Eric Lumbreras, Directeur de René Mathez SA, évoque sans concession l’état du marché de la construction à Genève.
Quelle est votre analyse du marché actuel ?
Nous devons faire face à plusieurs phénomènes entrainant une baisse sensible de la demande. La décision de diminuer les taux de rendement des caisses de pension investissant dans les programmes immobiliers a induit un coup d’arrêt à certains projets. La lourdeur de l’administration genevoise décourage certains investisseurs qui préfèrent d’autres cantons. D’autre part, et c’est le plus grave, on constate la généralisation du travail illégal. Une situation catastrophique pour la profession.

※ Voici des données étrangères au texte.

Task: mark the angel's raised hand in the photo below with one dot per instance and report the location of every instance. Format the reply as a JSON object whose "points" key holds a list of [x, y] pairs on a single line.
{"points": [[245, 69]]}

Il existe pourtant une législation dans ce domaine…
On observe deux pratiques courantes pour contourner l’interdiction du travail au noir. Le temps partiel déclaré 20 ou 30 heures par mois — dites-moi qui aujourd’hui travaille 30 heures par mois dans le bâtiment ! Le second stratagème étant celui du travailleur indépendant. En se présentant comme tel, rien ne vous empêche de déclarer officiellement que vous êtes payé 1500 francs par mois.
Qui pratique ces méthodes ?
Le problème majeur est que nombre de sociétés ont recours au travail illégal déguisé par le biais de la sous-traitance.

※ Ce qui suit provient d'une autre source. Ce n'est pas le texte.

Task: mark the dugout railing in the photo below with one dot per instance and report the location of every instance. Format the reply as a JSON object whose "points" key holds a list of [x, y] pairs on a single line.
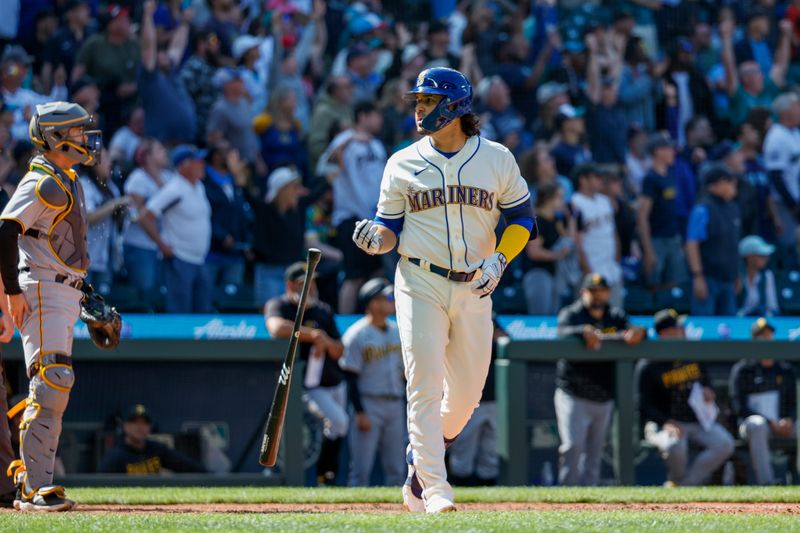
{"points": [[511, 367]]}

Comment les groupements d’entreprises du bâtiment réagissent-ils ?
On a l’impression que nos institutions sensées protéger la profession sont complètement démunies. On fait des réunions où tout le monde est d’accord pour souhaiter que les choses s’arrangent, mais rien n’est fait concrètement. Des systèmes de contrôle ont été mis en place et des inspecteurs se rendent régulièrement sur les chantiers mais les commissions paritaires restent désarmées devant les stratagèmes précités. Aucune disposition législative susceptible d’arranger les choses n’est prise ni même évoquée au niveau supérieur. À ce stade de désengagement de l’état, il est difficile de ne pas présumer d’une volonté politique assumée de ne rien faire qui va bien au-delà du simple laxisme.
Quelles seraient les solutions selon vous ?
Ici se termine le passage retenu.